Bryan Arnold was chosen by faculty as this year's student scholar. Bryan’s paper “Tweets and Friends: A Survey of Social Media Use in the 2012 U.S. Presidential Election” was one of several JPC papers that were finalists in the Student Showcase. He has demonstrated great tenacity and sense of humor during his time at UAA. Students have benefited from his presence in class and his contributions.
Erik Judson was chosen by faculty as this year's student service award recipient. Erik has been a committed student in the Department of Journalism and Public Communications, and he has shown his service around campus by working for Residential Life, ANSEP, JPC Television Productions. He has excelled at video production, design, and writing.
Bryce Hyslip was chosen by faculty as this year's outstanding student. Bryce Hyslip’s Communications and Media Research paper “A Crude Relationship: In-Depth Interviews Concerning the Viewpoints of Alaska's Oil and Media Companies” won the Student Showcase this year.

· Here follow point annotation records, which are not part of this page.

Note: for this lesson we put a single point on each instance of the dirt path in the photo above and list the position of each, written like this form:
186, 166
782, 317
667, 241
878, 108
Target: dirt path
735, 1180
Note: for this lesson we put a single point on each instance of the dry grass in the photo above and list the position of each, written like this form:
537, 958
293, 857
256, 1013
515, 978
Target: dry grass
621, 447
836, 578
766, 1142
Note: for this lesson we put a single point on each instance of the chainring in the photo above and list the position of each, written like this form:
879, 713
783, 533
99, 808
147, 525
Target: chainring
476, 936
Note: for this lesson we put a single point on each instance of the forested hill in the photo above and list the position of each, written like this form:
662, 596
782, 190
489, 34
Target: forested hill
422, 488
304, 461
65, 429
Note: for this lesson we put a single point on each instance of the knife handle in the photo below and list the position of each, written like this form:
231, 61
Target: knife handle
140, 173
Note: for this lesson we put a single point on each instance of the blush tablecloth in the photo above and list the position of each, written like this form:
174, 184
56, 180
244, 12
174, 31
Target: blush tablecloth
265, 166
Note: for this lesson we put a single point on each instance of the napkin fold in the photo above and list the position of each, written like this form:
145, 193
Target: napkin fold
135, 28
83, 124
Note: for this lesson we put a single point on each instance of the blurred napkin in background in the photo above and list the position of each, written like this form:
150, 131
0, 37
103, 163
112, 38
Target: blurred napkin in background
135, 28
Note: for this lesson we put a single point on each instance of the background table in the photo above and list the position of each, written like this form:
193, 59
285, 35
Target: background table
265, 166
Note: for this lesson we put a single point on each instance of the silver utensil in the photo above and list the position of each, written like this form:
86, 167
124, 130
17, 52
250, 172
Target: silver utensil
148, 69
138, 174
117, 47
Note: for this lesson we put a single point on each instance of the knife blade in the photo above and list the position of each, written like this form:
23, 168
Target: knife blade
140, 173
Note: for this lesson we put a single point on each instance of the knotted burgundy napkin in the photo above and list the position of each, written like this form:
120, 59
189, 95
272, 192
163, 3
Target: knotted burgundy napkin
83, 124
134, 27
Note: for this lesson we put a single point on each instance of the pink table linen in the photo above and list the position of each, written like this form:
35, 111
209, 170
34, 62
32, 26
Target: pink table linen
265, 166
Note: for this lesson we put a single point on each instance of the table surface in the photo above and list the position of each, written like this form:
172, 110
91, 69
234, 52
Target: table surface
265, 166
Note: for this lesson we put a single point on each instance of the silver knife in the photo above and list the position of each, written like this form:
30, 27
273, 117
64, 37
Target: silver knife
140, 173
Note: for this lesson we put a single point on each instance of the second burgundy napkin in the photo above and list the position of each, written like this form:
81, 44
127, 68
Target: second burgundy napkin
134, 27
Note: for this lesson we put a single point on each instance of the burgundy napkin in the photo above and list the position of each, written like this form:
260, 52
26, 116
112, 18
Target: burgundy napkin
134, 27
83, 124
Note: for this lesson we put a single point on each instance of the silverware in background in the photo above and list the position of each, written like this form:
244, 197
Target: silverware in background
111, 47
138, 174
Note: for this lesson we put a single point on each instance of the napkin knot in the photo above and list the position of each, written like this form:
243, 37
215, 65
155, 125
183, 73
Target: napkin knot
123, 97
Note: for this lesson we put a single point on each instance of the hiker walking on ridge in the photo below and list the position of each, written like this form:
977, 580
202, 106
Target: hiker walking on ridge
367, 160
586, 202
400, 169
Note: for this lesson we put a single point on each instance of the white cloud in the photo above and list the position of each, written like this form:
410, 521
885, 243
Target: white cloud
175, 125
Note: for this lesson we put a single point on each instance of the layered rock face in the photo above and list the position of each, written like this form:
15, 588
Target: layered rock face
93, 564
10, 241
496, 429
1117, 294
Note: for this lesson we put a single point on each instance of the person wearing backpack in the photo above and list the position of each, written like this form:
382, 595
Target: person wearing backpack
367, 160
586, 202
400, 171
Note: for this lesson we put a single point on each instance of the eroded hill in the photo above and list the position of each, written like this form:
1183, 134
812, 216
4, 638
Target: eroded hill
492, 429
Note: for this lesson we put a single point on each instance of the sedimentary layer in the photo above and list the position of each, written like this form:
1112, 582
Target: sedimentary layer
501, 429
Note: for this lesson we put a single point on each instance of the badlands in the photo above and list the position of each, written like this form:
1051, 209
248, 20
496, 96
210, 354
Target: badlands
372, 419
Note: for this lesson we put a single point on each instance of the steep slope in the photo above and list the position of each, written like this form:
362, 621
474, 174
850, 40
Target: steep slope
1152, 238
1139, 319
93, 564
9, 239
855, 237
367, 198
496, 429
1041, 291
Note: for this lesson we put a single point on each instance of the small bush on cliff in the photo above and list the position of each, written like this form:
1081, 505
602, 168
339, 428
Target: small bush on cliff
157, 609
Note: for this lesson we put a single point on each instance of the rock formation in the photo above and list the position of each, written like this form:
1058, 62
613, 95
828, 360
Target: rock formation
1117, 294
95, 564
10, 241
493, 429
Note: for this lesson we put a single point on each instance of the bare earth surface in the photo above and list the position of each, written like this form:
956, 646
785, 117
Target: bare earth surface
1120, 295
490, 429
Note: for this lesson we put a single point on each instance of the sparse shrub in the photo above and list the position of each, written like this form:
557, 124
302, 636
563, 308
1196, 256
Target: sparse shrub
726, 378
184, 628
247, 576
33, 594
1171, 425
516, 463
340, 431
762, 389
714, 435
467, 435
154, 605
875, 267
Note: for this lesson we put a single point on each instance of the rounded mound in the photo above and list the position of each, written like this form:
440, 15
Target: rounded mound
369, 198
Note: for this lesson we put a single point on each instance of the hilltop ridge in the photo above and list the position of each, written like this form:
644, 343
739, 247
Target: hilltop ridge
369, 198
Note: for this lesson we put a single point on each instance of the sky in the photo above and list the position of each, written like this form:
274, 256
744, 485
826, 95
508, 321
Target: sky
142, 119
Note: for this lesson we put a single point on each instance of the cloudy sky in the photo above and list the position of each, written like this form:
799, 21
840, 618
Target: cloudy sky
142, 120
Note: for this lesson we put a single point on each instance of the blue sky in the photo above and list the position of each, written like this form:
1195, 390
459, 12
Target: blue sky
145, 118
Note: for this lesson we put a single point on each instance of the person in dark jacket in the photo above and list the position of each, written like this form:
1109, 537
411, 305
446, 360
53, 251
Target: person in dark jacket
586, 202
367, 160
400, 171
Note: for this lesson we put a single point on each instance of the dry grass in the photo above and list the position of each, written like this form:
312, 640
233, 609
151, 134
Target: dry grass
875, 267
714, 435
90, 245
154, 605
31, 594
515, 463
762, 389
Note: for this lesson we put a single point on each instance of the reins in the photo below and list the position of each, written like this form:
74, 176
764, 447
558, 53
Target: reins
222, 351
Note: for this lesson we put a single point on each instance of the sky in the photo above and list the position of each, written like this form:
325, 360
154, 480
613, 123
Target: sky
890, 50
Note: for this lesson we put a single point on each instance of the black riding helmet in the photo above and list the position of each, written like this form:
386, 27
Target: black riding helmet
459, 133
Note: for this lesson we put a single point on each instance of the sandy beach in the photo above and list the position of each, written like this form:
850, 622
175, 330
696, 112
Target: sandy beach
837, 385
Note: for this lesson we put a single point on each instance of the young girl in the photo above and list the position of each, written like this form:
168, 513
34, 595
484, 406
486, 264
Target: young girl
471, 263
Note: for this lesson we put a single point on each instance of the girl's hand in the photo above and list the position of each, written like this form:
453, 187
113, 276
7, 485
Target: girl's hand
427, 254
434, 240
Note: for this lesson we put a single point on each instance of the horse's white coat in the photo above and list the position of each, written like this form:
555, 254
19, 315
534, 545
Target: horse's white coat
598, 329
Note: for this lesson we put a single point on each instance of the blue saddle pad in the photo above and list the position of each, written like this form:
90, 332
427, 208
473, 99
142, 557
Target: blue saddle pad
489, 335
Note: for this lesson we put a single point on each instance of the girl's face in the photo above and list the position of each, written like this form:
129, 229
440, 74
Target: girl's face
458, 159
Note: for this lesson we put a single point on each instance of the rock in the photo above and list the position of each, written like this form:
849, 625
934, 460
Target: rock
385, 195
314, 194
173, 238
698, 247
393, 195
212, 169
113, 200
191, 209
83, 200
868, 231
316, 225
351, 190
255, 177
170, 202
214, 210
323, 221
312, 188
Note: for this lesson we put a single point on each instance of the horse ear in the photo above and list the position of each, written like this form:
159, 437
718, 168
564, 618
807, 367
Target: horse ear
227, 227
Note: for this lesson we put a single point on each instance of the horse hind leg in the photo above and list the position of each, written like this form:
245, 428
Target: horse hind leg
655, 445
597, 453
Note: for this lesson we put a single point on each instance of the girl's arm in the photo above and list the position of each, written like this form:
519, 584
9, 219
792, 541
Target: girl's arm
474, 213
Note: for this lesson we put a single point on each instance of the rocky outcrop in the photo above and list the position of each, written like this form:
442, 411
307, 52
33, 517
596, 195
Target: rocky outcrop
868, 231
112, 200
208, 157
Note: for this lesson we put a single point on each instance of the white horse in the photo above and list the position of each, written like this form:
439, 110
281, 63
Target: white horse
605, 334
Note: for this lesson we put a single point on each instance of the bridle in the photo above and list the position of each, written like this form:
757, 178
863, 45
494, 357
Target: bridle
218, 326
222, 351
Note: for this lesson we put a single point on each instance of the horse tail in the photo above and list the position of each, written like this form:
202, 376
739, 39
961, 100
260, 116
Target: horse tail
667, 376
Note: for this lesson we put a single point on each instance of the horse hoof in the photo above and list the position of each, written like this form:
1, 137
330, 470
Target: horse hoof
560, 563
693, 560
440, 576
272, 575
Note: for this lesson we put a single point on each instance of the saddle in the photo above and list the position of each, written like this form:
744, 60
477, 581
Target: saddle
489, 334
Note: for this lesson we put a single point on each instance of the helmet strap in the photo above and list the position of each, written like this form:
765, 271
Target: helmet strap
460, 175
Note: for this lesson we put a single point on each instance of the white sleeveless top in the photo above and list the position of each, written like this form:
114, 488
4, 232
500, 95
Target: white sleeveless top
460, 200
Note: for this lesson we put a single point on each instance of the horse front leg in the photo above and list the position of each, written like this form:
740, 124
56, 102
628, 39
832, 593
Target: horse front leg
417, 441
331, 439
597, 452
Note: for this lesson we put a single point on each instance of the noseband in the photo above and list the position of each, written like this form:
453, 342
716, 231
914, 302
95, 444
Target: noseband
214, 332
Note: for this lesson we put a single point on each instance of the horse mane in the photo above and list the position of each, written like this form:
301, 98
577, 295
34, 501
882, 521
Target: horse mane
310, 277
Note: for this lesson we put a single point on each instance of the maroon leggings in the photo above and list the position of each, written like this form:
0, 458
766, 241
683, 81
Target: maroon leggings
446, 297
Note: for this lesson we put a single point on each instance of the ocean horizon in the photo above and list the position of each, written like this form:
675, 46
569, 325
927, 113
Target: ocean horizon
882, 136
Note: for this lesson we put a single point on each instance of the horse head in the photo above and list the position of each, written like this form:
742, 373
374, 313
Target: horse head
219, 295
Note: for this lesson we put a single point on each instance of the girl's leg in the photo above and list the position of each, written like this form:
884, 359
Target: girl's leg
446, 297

He also presented it at an undergraduate communications conference in Indiana. For students lucky enough to have Bryce in class, you know he is a hard worker, an intelligent contributor and a creative force.
JPC is thrilled to have had two new awards created this year, both to honor loved ones who were active in journalism and public communications.
The first one was established by the Berg family to honor Dean Berg, who was a television journalist who then left news broadcasting to pursue media and public affairs positions with Alyeska Pipeline Service Company, RCA Alaska Communications and the Teamsters Local 959.
The Berg Integrity in Journalism Award was given to senior Audri Pleas. Professor Elizabeth Arnold said this about her: "In her role as station manager of KRUA-FM, Audri continues to exemplify the integrity required to ensure employees, volunteers, and listeners a supportive and rewarding environment and experience. Whether it's settling a workplace dispute, monitoring content or simply providing a much needed pat on the back, Audri has set a standard of integrity at KRUA-FM and in the classroom that serves as a model."
Junior Nicole Luchaco was honored with this award. Professor red bradley said this about Nicole: "At UAA we see students come and go. Some make their way through the process and graduate; some excel; and then there are the few that inhale the craft of visual storytelling and run. In the professional community we usually refer to them as those with the 'golden touch.'" He said Max had it, and he sees that gift in Nicole.